Maretha tau, bukan obrolan yang diinginkan Bastian. Ia ingin ucapan terima kasih. Atas makan malamnya, atas tumpangannya, atas waktu nyaman yang mereka habiskan beberapa jam malam ini. Maretha tidak ingin membuang waktu. Cowok itu terlalu cool untuk memulainya. Segera ia menarik kerah jaket cowok itu, dan mulai mengecup bibir Bastian, seakan-akan itu tindakan terimpulsif yang pernah ia lakukan.

"Ya ampun Bastian... maaf... kayaknya ini pengaruh wine...aku jarang minum begituann", Maretha berkata lirih dengan nada menyesal. Ya kaleee segelas wine bisa bikin mabok!

Bastian menatap wajah dan mata lugu itu. Ia teringat sesuatu...ciumannya kepada Adelia. Ia toh sudah membuka segel bibir itu. Gak masalah kan bila ia mencium siapa saja sekarang? Bastian menangkap bibir Maretha dan menciumnya dengan pelan tapi intens. Gadis itu terlena dan menutup matanya, memeluk leher Bastian dengan manja. Ciuman mereka menjadi lebih intens dan liar! Begitu terus sampai Maretha seperti kehabisan nafas. Ia sesak secara berlebihan, ia menempelkan dahinya ke dahi Bastian.

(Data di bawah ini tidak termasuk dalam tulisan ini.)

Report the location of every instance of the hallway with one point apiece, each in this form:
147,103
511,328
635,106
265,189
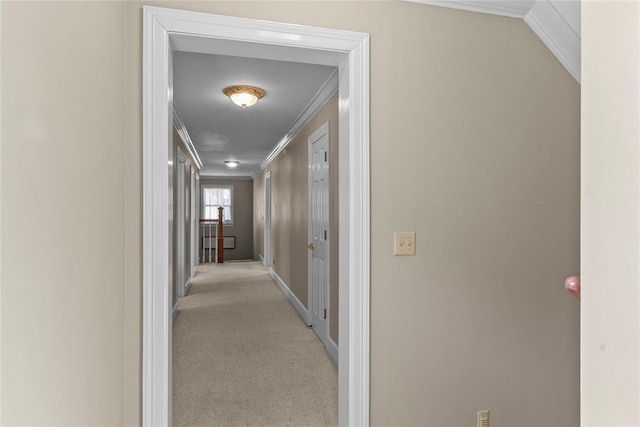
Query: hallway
243,356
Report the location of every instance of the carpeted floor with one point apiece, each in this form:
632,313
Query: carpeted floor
243,357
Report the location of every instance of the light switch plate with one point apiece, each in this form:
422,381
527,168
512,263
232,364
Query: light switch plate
404,243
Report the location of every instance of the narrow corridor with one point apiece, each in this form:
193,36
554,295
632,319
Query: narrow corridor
243,357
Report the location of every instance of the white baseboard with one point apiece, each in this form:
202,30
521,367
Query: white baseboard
332,349
295,302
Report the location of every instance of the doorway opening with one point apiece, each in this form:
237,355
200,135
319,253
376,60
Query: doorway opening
349,51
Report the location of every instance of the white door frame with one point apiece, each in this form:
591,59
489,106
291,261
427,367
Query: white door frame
354,197
267,221
323,334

"Bastiannnn...", katanya. Namun itu seperti sebuah pertanyaan, seakan-akan ia ingin bertanya... apa kita sudah jadian sekarang?

Bastian paham, masih dengan dahi saling menempel, ia berkata, "Be my girlfriend, Maretha Ayu". Kemudian ia melanjutkan ciumannya. Maretha membalas ciuman itu dengan lebih agresif.

I got him, batin Maretha menggelora.